Waitress dating chef
I know it is terribly unromantic to write such a list about such a beautiful thing as two people finding love.
As your heart is going pitter-patter staring across a table of empties at last call and into the slightly out of focus eyes of the co-worker you never knew you thought was so cute, here are a few things to keep in mind. You want to avoid drama and not be part of the gossip?
I was discussing this with some co-workers when someone said, “hey, you should write a blog about that.” I had pondered it before, but never thought there was much to cover.
My opinion is simple and based on a great deal of experience. My friend disagreed and offered to write the counter-point.
When they get on your nerves, you get to work a double with them.

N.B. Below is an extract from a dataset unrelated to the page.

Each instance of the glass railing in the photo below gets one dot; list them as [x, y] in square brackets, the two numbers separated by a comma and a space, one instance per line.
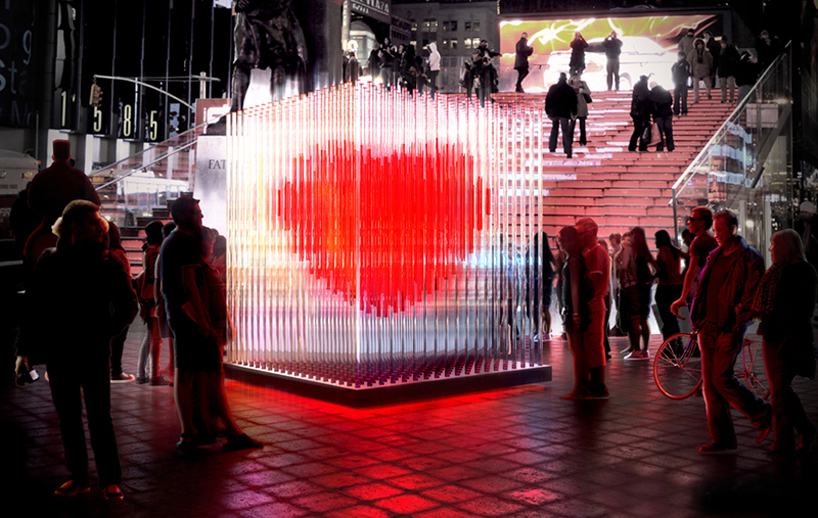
[136, 186]
[746, 165]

When they are not there, expect to answer questions about how they are doing at least a dozen times every shift. Most relationships develop mutual friends, but you generally get to leave with the ones you brought into the relationship. When they come in happy and telling all their friends about them, word will make it to you too.
So today we kick off a two part series on dating co-workers.
From beginning to end there will be issues you have not considered.
We rarely see each other, let alone eat meals together. Chris and I met when we were in our early twenties while I was getting my master's degree.
Sure, Chris whips up gourmet meals every night, but it's for strangers, not his family. On the night or two a week that he's home for dinner, we usually get takeout or eat out because he’s too wiped to cook.
Every hangover is morning sickness and every comment will make it through the rumor mill. Most couples start out with a two or three dates a week.
Restaurant couples do too, but then they work together 20-40 hours a week on top of it.
But being married to a chef comes with its unique set of challenges.